Aon Plc’s decision to abandon a $30 billion takeover of insurance brokerage Willis Towers Watson Plc after Justice Department pushback was the first deal worth more than $10 billion that fell apart for regulatory reasons since the Biden administration announced tougher stances on large consolidation. The DOJ was concerned that the deal would have consolidated the insurance brokering industry from three big competitors to two. So what does this mean for big deals moving forward? Antitrust experts weigh in.

“We’re seeing the Biden administration look increasingly closely at transactions, which has a timing impact on deals,” says Meghan Rissmiller, a partner in Freshfields’ antitrust, competition and trade practice. “Greater scrutiny is resulting in longer and more in-depth investigations. This applies at both U.S. antitrust agencies, the Federal Trade Commission and Department of Justice Antitrust Division.”

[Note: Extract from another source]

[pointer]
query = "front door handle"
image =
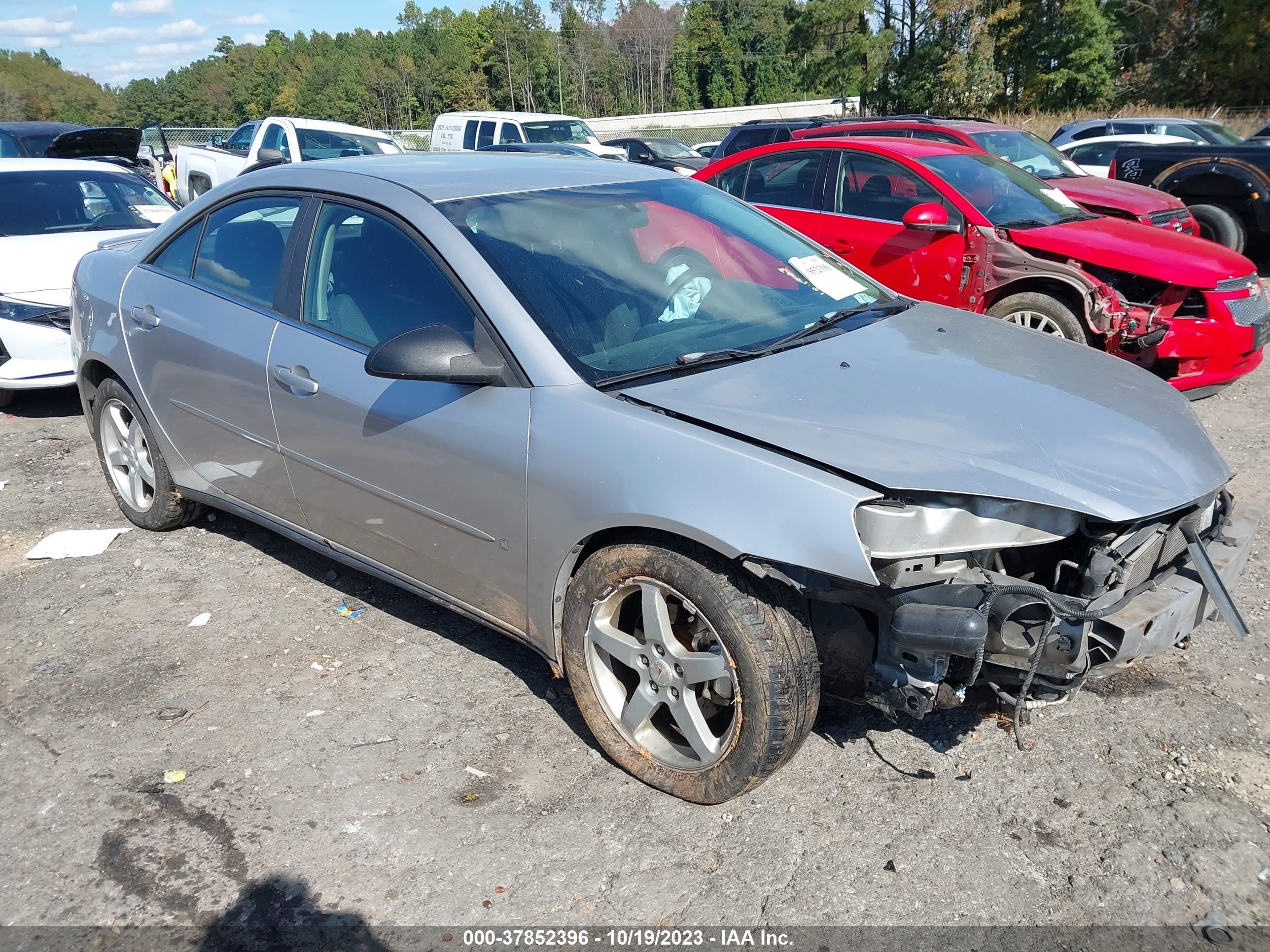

“Recent developments shouldn’t be surprising as it relates to regulatory scrutiny of deals—particularly larger deals where there is perceived market concentration,” says Thaddeus Malik, chair of global M&A practice at Paul Hastings. “Regulatory developments often follow a predictable path. An expectation arises, as it did after the election, then official pronouncements are made, as illustrated by the recent presidential order. Then specific actions manifest themselves, as has happened with some recent deals being questioned, with some being abandoned.”